İstediğimiz de bu değil miydi?

306 13 0
                                    

Merhaba arkadaşlar işte yeni bölüm! Zevkle okumanız dileğiyle. Bu arada oy vermeyi ihmal etmeyin. Hepinizi çok seviyorum x


"Tamam, tamam tamam" dedi Louis yüzünü buruşturup elini sallarken. "Şu davulun sesini kısamıyor muyuz?".


Gözlerimi devirip elimde ki kağıtları piyanonun üzerine bıraktım. Tuvaletten geldiğimden beri-ki iki buçuk saate yakın bir süre oldu- prova yapmaya çalışıyorduk ama sonuç berbattı. Sürekli yüksek sesten şikayet ediliyordu ve müziğin tam ortasında duruyorduk.


"Şu şeyleri müziksiz söylesek olmaz mı?" dedi Niall kafasını geriye yaslayarak. "Süper fikir İrlandalı" dedi İrem. "Bence kesinlikle öyle yapmalıyız". "Ya da" dedim "Bugün ki provayı iptal edip evlerimize gidip dinlenmeliyiz". O sırada birisi kayıt odasıyla ses odasını ayıran camı tıklattı. Kafamı çevirince Çiğdem'i ve çocukların menajerini gördüm. İkisi de başparmaklarını havaya kaldırmışlardı. "Ama şu işi çok erteledik. Biran önce bitirmeliyiz" dedi Aleyna "En azından İngiltere'ye gidene kadar".

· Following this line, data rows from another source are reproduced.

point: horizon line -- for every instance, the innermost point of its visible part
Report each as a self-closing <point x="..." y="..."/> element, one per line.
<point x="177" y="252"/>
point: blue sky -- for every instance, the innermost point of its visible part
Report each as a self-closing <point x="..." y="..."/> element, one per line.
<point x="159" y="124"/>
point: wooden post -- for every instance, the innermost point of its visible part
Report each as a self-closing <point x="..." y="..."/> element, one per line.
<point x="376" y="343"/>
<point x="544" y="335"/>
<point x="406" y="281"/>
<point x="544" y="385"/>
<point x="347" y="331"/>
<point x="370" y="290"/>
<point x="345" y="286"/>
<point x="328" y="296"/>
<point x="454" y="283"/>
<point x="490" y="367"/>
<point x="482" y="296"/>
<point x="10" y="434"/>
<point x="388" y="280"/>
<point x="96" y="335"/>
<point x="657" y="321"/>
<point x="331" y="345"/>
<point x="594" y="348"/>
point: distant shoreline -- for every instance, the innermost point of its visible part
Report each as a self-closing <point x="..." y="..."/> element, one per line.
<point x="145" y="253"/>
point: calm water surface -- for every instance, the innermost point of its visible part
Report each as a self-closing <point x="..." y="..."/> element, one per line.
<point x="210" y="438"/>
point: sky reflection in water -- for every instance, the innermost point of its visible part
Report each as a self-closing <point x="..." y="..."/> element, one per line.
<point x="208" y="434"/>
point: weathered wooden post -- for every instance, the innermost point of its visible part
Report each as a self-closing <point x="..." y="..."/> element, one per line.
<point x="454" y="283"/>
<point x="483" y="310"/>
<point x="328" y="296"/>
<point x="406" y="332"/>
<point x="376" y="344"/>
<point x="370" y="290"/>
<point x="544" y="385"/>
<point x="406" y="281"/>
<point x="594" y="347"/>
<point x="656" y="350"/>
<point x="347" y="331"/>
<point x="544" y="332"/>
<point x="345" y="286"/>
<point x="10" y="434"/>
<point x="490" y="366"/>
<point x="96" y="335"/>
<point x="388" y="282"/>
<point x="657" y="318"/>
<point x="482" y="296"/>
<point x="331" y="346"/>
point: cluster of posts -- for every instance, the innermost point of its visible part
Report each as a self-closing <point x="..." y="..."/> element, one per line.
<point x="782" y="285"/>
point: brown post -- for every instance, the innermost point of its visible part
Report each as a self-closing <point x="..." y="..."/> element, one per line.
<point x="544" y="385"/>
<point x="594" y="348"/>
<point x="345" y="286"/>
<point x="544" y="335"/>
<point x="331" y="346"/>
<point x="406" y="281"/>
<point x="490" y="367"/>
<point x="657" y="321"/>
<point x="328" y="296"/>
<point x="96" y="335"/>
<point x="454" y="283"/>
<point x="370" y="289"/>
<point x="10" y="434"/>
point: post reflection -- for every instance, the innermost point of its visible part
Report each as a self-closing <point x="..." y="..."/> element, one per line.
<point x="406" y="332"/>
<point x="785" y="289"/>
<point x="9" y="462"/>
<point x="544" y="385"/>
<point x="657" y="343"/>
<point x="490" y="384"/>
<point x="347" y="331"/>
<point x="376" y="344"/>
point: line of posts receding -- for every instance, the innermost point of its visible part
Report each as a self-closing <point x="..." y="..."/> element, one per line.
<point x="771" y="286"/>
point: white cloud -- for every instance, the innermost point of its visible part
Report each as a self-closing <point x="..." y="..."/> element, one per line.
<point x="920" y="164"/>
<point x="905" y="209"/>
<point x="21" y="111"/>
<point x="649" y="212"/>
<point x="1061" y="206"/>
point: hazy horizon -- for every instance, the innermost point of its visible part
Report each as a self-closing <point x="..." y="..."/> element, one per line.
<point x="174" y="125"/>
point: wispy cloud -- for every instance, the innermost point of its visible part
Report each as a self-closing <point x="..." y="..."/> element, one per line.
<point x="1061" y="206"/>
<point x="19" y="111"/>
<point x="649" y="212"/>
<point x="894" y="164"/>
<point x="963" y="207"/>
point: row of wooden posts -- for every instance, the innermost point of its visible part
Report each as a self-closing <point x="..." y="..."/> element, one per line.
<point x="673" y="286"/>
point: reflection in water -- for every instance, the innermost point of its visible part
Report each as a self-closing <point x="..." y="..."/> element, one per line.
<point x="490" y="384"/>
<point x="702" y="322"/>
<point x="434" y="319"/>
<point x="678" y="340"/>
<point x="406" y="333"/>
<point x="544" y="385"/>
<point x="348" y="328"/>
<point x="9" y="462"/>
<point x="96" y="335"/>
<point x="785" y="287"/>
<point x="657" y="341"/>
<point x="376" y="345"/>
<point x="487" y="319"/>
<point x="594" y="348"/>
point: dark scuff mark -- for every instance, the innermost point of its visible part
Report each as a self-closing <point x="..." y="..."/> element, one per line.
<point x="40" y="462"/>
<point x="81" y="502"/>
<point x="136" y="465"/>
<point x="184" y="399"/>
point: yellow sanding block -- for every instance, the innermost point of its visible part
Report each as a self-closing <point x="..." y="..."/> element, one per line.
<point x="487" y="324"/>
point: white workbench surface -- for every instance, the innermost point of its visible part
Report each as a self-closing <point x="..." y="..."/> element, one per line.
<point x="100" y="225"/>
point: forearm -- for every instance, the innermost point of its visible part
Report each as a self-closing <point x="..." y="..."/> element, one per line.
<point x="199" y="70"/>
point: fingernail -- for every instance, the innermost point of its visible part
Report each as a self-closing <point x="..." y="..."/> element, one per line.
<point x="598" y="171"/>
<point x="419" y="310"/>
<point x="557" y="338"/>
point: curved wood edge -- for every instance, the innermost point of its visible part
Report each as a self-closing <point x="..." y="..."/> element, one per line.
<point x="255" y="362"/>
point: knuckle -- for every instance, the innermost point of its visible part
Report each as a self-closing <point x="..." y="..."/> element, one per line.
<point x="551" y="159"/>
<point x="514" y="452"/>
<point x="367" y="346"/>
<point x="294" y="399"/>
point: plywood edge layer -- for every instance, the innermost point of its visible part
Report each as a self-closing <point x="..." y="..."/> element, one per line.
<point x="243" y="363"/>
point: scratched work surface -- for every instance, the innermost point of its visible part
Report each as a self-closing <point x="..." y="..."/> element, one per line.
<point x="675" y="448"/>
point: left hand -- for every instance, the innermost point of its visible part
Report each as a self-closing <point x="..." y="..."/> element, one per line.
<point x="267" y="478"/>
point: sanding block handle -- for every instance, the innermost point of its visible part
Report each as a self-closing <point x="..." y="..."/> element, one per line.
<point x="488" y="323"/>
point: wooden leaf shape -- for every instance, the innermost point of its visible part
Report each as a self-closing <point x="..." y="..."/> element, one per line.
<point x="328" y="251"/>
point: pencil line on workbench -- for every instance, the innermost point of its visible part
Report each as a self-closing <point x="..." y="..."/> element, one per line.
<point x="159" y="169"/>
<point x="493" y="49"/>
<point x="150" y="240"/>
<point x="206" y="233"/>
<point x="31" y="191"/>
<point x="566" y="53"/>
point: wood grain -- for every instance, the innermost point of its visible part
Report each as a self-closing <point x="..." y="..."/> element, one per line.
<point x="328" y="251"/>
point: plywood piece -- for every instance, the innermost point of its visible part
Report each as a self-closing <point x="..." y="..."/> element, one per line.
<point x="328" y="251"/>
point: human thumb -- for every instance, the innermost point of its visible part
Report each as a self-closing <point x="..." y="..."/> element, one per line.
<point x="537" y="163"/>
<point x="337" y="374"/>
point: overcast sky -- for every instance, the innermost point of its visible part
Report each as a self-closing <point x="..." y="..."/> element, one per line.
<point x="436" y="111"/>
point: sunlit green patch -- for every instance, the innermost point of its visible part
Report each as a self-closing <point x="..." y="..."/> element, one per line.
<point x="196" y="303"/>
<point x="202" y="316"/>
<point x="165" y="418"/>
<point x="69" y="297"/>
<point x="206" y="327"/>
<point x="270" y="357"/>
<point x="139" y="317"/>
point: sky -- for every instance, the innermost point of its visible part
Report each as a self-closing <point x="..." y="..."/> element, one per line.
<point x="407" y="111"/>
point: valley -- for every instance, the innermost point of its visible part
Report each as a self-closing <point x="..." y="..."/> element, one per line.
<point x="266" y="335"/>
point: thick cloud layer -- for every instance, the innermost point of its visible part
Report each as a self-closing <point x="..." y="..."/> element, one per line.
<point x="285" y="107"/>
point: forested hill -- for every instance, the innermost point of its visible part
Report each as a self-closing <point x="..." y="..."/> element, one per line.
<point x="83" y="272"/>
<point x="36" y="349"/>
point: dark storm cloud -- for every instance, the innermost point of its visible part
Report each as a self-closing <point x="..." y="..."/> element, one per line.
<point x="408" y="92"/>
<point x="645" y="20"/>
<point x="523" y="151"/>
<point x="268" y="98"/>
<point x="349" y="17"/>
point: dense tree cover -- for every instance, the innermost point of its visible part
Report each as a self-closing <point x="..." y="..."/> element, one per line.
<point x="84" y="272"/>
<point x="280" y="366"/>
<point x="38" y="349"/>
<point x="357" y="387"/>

"Ama bu şekilde de bir arpa boyu yol gidemiyoruz" dedi Mine. "Tanrım! Bir daha asla içmeyeceğim"


"Eve gitme fikrine bayıldım" dedi Harry.


"Katılıyorum" dedi Liam. "Hadi o zaman" dedim ve kayıt odasından çıktık.


.........................


Zayn'in gözünden...


İçkinin beynimde oluşturduğu tarifsiz ağrının üzerine bir de sabah Perrie'yle aynı yatakta uyanmanın verdiği rahatsızlık eklenince ortaya tarifi gerçekten imkansız boktan bir durum çıkmıştı. Birde sabah Paul'un beni arayıp Hilal'i uyarmam konusunda ki uzun konuşması. Beynimi sikmişti. Gerçekten. Beynime tecavüz edilmiş gibi hissediyordum. Üstüne üstük birde kayıt işi vardı. İntihar etmek için ne güzel bir sabah öyle değil mi?


Hilal evlere gitme fikrini ortaya atınca ilk defa ona minnetle baktım. Hep beraber stüdyodan çıkıp garaja doğru yürümeye başladık. Çocuklar önden giderken ben bilerek yavaş adımlarla yürüyordum ki Hilal'le düzgünce konuşabileyim. Adımlarını hızlandırınca bende hızlandırdım ve kolunu yakaladım. Şaşkınlıktan büyüttüğü gözleriyle bana baktı. "Konuşmamız lazım" dedim. "Yine mi?" diye sordu gözlerini devirerek. "Yine" dedim. "Pekala. Seni dinliyorum" dedi kollarını bağlayarak. "Umarım balık hafızalı değilsindir. Perrie ile ilgili söylediklerimi unutmamışsındır. Yoksa..."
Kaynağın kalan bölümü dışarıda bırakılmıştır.